Graded bandgap nanostructured SnS-based photocells

Abstract

Tin sulfide SnS, SnS2 thin films have been fabricated and investigated for solar cell application as prospective inexpensive and environmentally safe material. Today, SnSx-based single bandgap and tandem solar cell designs demonstrate promising results as environment-friendly and cheap alternative to common Si, CdTe, CIGS cells. To enhance further the solar spectrum utilization, the graded bandgap structures are preffered. The chemical deposition of tin sulfide films presents a low-cost and scalable processing for thin-film solar cells mass production.

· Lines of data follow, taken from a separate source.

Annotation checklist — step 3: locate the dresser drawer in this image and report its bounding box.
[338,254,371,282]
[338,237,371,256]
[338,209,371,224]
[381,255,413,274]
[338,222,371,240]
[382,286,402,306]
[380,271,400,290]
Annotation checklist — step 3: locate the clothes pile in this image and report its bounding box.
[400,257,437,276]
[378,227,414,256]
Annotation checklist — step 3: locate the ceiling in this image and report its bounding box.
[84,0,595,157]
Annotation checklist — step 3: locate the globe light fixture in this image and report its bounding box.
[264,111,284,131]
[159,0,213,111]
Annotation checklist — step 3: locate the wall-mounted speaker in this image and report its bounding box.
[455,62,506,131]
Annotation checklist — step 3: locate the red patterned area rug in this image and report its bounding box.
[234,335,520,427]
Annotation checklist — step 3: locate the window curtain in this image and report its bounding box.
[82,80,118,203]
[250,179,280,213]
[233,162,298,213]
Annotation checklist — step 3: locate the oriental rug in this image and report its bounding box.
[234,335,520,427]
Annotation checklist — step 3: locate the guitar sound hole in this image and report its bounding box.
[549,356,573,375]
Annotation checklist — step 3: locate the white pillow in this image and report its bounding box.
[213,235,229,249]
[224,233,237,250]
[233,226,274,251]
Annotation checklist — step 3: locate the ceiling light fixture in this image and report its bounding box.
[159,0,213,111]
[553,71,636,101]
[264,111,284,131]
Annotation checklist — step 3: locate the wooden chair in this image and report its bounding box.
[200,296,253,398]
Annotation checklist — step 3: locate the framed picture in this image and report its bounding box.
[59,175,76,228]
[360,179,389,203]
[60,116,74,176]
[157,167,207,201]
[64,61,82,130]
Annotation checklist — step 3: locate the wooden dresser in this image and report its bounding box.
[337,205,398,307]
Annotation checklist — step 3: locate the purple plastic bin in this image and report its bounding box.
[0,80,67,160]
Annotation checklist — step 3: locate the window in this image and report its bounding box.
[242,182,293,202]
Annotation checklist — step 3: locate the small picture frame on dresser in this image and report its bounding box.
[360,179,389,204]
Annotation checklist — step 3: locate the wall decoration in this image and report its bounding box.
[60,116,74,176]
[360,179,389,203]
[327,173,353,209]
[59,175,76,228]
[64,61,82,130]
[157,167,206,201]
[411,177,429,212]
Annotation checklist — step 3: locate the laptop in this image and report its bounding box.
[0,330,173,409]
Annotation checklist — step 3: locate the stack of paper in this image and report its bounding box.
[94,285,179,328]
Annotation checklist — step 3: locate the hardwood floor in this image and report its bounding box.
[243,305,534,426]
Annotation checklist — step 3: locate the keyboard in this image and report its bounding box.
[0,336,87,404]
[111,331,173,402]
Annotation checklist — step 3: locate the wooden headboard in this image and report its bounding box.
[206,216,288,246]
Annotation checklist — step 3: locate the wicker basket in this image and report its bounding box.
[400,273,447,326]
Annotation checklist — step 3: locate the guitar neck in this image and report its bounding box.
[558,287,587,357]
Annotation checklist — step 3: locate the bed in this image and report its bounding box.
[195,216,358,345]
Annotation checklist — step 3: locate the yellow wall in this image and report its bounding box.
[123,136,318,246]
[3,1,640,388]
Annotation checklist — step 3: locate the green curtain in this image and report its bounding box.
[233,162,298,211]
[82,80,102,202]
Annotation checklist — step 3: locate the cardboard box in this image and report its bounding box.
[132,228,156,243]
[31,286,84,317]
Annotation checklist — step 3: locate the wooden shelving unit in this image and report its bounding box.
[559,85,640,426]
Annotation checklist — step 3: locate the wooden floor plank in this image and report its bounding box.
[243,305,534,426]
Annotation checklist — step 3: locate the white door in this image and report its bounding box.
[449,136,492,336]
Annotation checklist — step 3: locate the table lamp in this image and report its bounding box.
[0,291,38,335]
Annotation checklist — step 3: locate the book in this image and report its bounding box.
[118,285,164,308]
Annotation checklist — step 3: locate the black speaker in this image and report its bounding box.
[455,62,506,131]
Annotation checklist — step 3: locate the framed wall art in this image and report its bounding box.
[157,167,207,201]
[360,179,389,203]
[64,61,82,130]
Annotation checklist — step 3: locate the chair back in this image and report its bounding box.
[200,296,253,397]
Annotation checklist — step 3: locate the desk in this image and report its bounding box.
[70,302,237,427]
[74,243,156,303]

In the paper, the successive ionic layer adsorption and reaction (SILAR) technique was used to produce SnSx layers, including successive cyclic dipping into Na2S and SnCl2 + NaCl + triethanolamine solutions. The XRD measurements reveal the SnS, SnS2 layers formation with nanograins micromorphology. The optical transmission measurements show the variable bandgap values depending, presumably, on the nanograins size. In this study, we propose and analyse, using SCAPS code simulation, a simple graded bandgap heterostructure solar cell structure based on nanostructured bandgap-engineered SnS/SnS2 active layers showing conversion efficiency up to ~ 14% for non-graded and ~ 16% for graded bandgap heterostructure.